Há poucos dias, o marido de minha secretária foi sequestrado, no começo da noite, na porta de meu escritório em São Paulo, na Vila Madalena. Levaram-no para um "tour", à força e sob ameaça, até o caixa eletrônico de seu banco, para sacar e entregar seu dinheiro.
Há uma variante desse tipo de assalto. Bandidos motorizados batem na traseira do carro da vítima, se possível mulher.

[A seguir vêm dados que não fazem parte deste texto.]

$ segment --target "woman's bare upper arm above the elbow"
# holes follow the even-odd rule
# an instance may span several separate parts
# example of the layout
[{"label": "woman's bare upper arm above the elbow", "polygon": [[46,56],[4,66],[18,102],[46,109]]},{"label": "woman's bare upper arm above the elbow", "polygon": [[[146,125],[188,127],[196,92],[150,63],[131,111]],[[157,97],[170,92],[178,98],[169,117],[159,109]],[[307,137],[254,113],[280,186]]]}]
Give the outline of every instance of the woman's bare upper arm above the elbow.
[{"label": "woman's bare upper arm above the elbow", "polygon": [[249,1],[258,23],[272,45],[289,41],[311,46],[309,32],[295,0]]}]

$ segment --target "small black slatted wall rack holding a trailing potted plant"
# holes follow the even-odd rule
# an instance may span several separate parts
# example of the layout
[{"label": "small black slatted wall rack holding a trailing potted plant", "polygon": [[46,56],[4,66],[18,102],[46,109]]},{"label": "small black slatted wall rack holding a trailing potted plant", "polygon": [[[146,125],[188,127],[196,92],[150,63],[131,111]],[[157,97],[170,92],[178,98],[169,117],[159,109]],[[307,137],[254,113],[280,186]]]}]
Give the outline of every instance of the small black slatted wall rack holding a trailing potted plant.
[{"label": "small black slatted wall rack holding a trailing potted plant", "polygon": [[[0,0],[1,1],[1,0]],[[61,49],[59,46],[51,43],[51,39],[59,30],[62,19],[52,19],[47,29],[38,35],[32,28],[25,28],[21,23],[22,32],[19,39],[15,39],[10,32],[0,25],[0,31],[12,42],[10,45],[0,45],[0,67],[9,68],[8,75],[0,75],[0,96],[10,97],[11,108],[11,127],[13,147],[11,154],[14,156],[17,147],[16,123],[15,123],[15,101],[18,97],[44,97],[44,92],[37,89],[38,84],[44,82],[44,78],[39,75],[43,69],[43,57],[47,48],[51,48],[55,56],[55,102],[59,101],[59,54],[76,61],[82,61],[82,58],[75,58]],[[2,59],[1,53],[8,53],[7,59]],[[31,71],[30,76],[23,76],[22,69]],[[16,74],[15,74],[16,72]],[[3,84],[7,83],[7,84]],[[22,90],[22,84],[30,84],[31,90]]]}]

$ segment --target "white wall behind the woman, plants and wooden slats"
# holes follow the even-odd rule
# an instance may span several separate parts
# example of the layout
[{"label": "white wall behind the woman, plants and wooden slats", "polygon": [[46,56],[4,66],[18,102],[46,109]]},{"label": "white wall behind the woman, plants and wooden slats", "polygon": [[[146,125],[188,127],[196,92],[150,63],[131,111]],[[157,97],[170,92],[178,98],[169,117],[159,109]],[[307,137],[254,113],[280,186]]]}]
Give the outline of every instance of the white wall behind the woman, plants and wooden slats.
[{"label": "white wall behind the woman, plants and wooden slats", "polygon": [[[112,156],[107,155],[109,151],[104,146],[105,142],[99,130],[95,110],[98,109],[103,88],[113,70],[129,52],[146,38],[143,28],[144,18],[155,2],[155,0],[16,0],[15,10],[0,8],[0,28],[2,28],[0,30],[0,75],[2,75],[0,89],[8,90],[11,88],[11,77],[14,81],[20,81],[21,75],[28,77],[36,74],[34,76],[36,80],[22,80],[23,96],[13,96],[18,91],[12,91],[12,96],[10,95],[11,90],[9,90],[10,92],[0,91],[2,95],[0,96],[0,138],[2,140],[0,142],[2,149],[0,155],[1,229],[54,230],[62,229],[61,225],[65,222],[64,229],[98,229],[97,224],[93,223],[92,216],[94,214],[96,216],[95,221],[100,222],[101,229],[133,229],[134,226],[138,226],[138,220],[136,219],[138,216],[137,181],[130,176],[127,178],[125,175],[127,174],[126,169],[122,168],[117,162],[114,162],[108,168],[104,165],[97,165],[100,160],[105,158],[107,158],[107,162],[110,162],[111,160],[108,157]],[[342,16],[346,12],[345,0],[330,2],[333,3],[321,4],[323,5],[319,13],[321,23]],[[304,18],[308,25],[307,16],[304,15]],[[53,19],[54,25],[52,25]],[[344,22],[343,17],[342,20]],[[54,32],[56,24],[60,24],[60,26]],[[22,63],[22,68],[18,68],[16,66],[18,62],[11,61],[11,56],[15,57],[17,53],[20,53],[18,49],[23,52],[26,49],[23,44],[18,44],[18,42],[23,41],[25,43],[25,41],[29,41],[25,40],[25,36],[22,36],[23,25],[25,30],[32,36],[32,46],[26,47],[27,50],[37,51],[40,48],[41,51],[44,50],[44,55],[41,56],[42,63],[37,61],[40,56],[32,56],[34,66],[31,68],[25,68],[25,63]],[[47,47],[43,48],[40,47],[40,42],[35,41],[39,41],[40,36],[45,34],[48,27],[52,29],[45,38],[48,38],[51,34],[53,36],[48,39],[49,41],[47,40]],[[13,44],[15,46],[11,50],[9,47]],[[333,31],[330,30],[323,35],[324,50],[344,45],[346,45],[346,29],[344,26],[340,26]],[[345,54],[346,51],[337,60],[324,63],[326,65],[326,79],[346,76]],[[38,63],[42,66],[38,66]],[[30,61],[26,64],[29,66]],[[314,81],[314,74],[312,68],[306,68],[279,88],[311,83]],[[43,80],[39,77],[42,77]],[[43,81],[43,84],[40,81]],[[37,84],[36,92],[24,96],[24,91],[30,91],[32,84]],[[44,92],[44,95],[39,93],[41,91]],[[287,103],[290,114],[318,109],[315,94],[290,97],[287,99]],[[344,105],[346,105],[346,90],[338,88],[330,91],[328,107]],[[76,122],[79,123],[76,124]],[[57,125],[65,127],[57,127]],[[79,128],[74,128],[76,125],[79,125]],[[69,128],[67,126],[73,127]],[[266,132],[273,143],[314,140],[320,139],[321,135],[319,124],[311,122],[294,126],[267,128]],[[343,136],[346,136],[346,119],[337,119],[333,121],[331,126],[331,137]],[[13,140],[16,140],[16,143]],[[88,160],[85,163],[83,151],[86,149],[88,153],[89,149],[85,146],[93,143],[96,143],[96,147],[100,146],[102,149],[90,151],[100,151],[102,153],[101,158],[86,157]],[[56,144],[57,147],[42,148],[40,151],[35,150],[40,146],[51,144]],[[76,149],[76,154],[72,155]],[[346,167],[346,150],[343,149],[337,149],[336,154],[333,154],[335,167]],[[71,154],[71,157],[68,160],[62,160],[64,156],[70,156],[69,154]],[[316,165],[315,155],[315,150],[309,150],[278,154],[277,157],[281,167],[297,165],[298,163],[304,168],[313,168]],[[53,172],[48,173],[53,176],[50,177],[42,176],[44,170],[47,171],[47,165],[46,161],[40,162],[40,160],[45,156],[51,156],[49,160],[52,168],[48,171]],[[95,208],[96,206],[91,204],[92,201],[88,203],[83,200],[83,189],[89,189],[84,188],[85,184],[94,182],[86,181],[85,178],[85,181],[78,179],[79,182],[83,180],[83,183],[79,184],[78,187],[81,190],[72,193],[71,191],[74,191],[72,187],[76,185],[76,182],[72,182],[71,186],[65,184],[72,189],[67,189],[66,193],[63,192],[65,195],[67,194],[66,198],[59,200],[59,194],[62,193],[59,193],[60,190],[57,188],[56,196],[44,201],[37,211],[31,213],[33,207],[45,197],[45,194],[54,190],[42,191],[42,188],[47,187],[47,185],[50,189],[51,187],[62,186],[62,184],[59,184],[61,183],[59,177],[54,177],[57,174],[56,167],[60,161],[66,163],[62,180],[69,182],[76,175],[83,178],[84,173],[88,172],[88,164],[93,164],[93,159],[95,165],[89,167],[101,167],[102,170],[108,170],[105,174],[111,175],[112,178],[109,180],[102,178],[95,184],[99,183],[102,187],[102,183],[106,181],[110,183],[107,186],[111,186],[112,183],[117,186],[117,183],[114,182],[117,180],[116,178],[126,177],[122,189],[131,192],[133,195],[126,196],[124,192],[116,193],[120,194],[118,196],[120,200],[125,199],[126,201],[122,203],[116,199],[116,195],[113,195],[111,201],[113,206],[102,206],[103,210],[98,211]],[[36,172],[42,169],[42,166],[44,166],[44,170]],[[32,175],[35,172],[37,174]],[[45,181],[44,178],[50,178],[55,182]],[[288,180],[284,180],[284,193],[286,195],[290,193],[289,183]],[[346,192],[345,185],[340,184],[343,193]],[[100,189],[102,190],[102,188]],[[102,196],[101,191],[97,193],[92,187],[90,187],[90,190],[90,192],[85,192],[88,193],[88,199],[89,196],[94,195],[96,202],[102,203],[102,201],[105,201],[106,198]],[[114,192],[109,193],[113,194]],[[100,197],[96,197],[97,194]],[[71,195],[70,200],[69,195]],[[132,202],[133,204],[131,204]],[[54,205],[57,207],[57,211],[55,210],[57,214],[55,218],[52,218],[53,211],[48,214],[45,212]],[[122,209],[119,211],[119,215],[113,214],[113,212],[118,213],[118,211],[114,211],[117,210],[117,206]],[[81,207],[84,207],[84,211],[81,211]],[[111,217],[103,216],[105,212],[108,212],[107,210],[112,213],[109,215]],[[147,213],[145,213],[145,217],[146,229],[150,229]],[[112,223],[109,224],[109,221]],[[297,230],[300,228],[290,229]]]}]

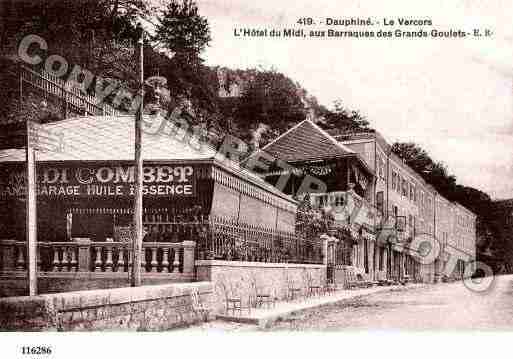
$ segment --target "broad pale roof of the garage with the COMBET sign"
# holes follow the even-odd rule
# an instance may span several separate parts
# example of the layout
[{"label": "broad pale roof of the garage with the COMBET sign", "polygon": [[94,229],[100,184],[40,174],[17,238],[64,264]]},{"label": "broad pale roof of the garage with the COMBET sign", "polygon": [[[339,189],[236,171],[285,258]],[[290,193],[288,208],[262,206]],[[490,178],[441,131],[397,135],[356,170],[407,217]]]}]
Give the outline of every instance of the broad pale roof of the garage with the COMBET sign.
[{"label": "broad pale roof of the garage with the COMBET sign", "polygon": [[[142,131],[142,157],[145,161],[212,161],[238,177],[252,182],[290,202],[290,196],[262,180],[256,174],[231,161],[223,161],[208,143],[201,146],[181,140],[184,132],[164,118],[144,116]],[[167,125],[162,125],[166,124]],[[146,126],[147,125],[147,126]],[[59,161],[133,161],[134,116],[83,116],[47,123],[42,126],[46,134],[62,134],[62,151],[37,152],[38,162]],[[0,163],[25,162],[24,149],[0,150]]]}]

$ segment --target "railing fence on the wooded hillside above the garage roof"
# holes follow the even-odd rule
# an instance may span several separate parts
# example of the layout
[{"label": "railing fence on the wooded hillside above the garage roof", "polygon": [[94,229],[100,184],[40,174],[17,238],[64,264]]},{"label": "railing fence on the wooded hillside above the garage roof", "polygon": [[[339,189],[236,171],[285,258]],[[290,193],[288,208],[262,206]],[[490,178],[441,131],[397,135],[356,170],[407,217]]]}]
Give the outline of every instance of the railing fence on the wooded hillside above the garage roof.
[{"label": "railing fence on the wooded hillside above the garage roof", "polygon": [[80,115],[116,116],[123,112],[116,110],[109,104],[99,101],[95,96],[83,93],[70,82],[50,75],[45,71],[37,72],[25,66],[19,68],[19,80],[22,94],[30,87],[44,98],[53,97],[62,105],[66,113]]}]

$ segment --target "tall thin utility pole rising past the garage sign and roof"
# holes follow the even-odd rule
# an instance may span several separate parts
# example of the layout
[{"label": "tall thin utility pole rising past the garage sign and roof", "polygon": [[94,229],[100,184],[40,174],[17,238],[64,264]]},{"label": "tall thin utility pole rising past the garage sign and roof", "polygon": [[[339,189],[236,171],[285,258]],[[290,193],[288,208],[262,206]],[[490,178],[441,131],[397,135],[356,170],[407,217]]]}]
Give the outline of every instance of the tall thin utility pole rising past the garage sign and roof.
[{"label": "tall thin utility pole rising past the garage sign and roof", "polygon": [[134,231],[133,231],[133,257],[131,286],[138,287],[141,285],[141,256],[145,255],[142,249],[143,237],[143,159],[142,159],[142,116],[143,116],[143,96],[144,96],[144,70],[143,70],[143,51],[144,51],[144,31],[139,24],[138,29],[138,78],[139,78],[139,108],[135,114],[135,198],[134,198]]}]

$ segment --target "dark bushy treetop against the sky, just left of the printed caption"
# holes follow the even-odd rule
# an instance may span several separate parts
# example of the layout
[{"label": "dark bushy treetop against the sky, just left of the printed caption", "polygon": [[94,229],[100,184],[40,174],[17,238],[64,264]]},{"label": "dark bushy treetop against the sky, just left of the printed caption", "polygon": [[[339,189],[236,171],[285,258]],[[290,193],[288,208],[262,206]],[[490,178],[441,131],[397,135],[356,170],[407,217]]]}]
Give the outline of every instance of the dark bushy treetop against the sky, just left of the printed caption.
[{"label": "dark bushy treetop against the sky, just left of the printed caption", "polygon": [[159,17],[154,39],[188,60],[197,59],[211,41],[210,27],[194,0],[171,0]]}]

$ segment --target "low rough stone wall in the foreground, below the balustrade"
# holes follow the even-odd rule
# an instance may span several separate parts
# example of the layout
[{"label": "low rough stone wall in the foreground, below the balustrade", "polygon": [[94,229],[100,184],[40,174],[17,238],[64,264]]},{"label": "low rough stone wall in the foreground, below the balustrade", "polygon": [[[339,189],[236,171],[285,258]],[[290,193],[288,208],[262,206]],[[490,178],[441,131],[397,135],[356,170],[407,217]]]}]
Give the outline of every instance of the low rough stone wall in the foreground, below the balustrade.
[{"label": "low rough stone wall in the foreground, below the balustrade", "polygon": [[[212,305],[210,283],[180,283],[0,299],[0,331],[167,330],[205,318],[192,305],[197,290]],[[211,318],[211,317],[210,317]]]}]

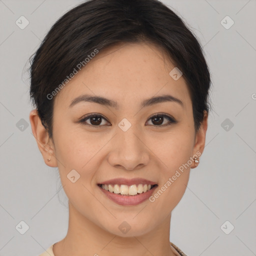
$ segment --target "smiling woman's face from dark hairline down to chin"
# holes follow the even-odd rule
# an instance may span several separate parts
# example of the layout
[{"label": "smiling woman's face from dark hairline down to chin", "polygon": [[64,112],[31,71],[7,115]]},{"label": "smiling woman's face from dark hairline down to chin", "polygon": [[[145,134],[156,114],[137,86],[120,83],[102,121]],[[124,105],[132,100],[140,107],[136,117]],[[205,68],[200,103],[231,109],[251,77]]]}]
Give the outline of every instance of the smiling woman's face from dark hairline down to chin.
[{"label": "smiling woman's face from dark hairline down to chin", "polygon": [[[206,128],[195,134],[188,88],[182,76],[169,74],[174,67],[152,44],[119,44],[99,51],[55,96],[51,147],[76,216],[115,235],[142,235],[159,226],[181,199]],[[85,94],[107,101],[86,101]],[[169,99],[148,101],[162,95]],[[84,118],[92,113],[97,116]],[[157,186],[141,202],[134,198],[142,193],[116,195],[114,201],[98,185],[113,178],[143,178]]]}]

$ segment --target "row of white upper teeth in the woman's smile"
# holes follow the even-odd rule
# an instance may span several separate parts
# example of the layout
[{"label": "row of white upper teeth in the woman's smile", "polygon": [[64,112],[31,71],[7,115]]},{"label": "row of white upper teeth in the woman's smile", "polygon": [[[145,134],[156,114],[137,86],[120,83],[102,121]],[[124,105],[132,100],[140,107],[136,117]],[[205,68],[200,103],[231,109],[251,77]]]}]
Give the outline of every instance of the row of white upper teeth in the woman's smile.
[{"label": "row of white upper teeth in the woman's smile", "polygon": [[136,185],[127,186],[123,184],[121,185],[101,184],[101,187],[109,192],[114,192],[115,194],[120,193],[125,195],[135,195],[137,193],[146,192],[151,188],[151,185],[138,184],[138,186],[136,187]]}]

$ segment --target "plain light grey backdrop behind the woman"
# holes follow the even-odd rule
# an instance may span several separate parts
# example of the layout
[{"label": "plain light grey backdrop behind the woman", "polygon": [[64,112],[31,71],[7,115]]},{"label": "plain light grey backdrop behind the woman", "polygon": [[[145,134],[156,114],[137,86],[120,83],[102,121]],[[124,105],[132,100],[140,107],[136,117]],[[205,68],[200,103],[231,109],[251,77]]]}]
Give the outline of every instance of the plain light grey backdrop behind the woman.
[{"label": "plain light grey backdrop behind the woman", "polygon": [[[38,255],[67,231],[57,169],[44,164],[31,133],[25,70],[51,25],[79,2],[0,0],[0,255]],[[256,255],[256,0],[163,2],[199,38],[213,83],[206,146],[172,211],[170,241],[189,256]],[[24,29],[15,24],[21,15]]]}]

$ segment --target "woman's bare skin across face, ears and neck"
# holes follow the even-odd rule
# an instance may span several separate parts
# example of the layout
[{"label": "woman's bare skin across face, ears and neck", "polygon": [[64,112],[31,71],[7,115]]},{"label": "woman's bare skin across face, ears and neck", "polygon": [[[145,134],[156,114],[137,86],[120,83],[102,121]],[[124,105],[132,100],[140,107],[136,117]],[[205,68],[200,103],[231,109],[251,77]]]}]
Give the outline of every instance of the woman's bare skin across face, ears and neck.
[{"label": "woman's bare skin across face, ears and neck", "polygon": [[[154,202],[122,206],[97,186],[110,178],[142,177],[157,183],[157,191],[179,166],[202,153],[207,113],[195,133],[188,88],[182,76],[174,80],[169,75],[173,67],[151,43],[120,43],[100,51],[54,96],[53,140],[36,110],[30,112],[45,164],[58,167],[69,199],[68,231],[54,245],[55,256],[178,255],[169,245],[171,211],[184,194],[194,162]],[[94,102],[69,107],[85,93],[114,100],[119,107]],[[162,94],[177,97],[183,106],[161,102],[140,107],[142,100]],[[90,119],[88,125],[77,122],[89,113],[104,116],[101,126],[93,127]],[[170,115],[177,123],[161,126],[168,123],[164,117],[162,124],[155,125],[151,117],[156,113]],[[125,132],[118,127],[123,118],[131,123]],[[107,123],[111,125],[103,126]],[[75,183],[66,177],[72,169],[80,174]],[[125,234],[118,228],[123,221],[131,227]]]}]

Quando esta deixa o carro para conferir os estragos, é agarrada e levada para o "tour", sendo submetida a toda sorte de violência.
De fato, os cartões para sacar dinheiro nos caixas eletrônicos, inventados para aliviar os custos operacionais dos bancos e melhorar o conforto dos depositantes, acabaram se transformando num chamariz para atrair o crime.
Para explicar essa situação fala-se da ineficiência da polícia, do agravamento do desemprego etc. como causas. E, no máximo, são feitas recomendações à população sobre como se comportar para diminuir o risco. Mas é espantosa a falta de medidas específicas que envolvam os bancos, que ficam, nessa história, como Pilatos no credo.
Há pelo menos duas medidas práticas nessa direção. Uma, imediata, seria suspender os saques de dinheiro entre as 18h e as 12h do dia seguinte. É evidente que se torna mais difícil assaltar entre 12h e 18h.
Segunda medida: os horários de saques somente seriam liberados para os bancos que instalassem seus caixas eletrônicos dentro de edifícios. Aliás, não há razão alguma para os caixas ocuparem espaços públicos, nas ruas e nas praças, que, além do estorvo, aumentam a insegurança.
Sendo os caixas eletrônicos encravados no andar térreo de edifícios, com portas especiais para as ruas, se o usuário for sequestrado e entrar só na cabine, poderia trancar-se no recinto e acionar um sistema de alarmes. Se entrar acompanhado dos assaltantes, câmeras de TV gravariam e transmitiriam a cena, circunstância que qualquer criminoso prefere evitar.
É indiscutível que o novo sistema aumentaria os custos operacionais e diminuiria o conforto oferecido pelos caixas eletrônicos. Mas a relação marginal benefício social-custo privado seria alta demais para que deixássemos de adotá-lo.
A contra-argumentação de que a privação dessa possibilidade de assalto levaria os criminosos a inventarem outra é, com o devido respeito, cretina. Em Nova York, por exemplo, encontrou-se uma forma inteligente de diminuir os crimes maiores: punir exemplarmente os delitos menores. Assim, passou-se a impedir grupos de pessoas de saltarem as catracas do metrô sem pagar. Isto reduziu bastante a criminalidade no "sub" da cidade, uma das áreas-problema dessa metrópole. Mas alguém ousaria dizer ao prefeito Giuliani que abandonasse essa idéia porque os crimes se transfeririam do metrô para o Central Park ou para o Bronx?
Aliás, a relação direta entre a tolerância com pequenos delitos e a ocorrência de crimes mais graves ainda não foi percebida entre nós. O pequeno delito funciona para o grande assim como a maconha para a droga: em si não é tão grave, mas é a catapulta para o fato grave.
Em São Paulo, a transgressão ligeira é vista por vezes como sinal de esperteza, até com simpatia, ou no mínimo com benevolente desagrado. Não é o que acontece, por exemplo, com a ação das quadrilhas de pichadores que emporcalham a cidade, aumentam os custos de limpeza e diminuem a auto-estima dos paulistanos?